Keris Pusaka Naga Sasra Sabuk Inten.

Keris Pusaka Nagasasra dan Sabuk Inten adalah dua benda pusaka berbeda peninggalan Raja Majapahit. Nagasasra adalah nama salah satu dapur keris luk tiga belas dan ada pula yang luk-nya berjumlah sembilan dan sebelas, sehingga penyebutan nama dapur ini harus disertai dengan menyatakan jumlah luk-nya agar tidak salah.
Pada keris dapur Nagasasra yang bagus, sebagian banyak bilahnya diberi kinatah emas, dan pembuatan kinatah emas semacam ini telah dirancang oleh sang empu sejak awal pembuatan. Pada tahap penyelesaian akhir, sang empu sudah membuat bentuk kinatah sesuai rancangan. Bagian-bagian yang kelak akan dipasang emas diberi alur khusus Berupa pamor, untuk “tempat pemasangan kedudukan emas” dan setelah penyelesaian wilah selesai, maka dilanjutkan dengan penempelan emas oleh pandai emas dari dalam kerajaan.

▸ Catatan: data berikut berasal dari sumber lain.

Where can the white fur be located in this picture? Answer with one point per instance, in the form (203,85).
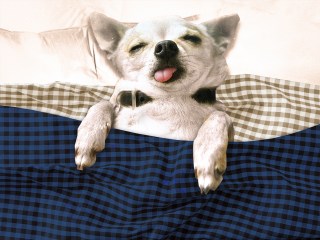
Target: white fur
(172,113)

Salah satu pembuat keris dengan dapur Nagasasra terbaik, adalah karya empu Ki Nom, merupakan seorang empu yang terkenal, dan hidup pada akhir zaman kerajaan Majapahit…!!!

Keris Pusaka Kala Munyeng (Milik Sunan Giri).

Dalam Riwayat Prabu Brawijaya murka. Pengaruh Sunan Giri salah satu dari sembilan Wali Songo, dianggap sudah mengancam eksistensi Kerajaan Majapahit. Patih Gajahmada dan pasukannya lalu dikirim ke Giri untuk memberikan serangan, Penduduk Giri pun panik dan menghambur ke Kedaton Giri. Sunan Giri yang saat itu sedang menulis begitu terkejut dan pena (kalam) yang tengah digunakannya ia lontarkan ke arah pasukan Majapahit. Atas kehendak Sang Pencipta pena yang terlontar itu menjelma menjadi keris ampuh dan keris inilah yang memporakporandakan pasukan Majapahit.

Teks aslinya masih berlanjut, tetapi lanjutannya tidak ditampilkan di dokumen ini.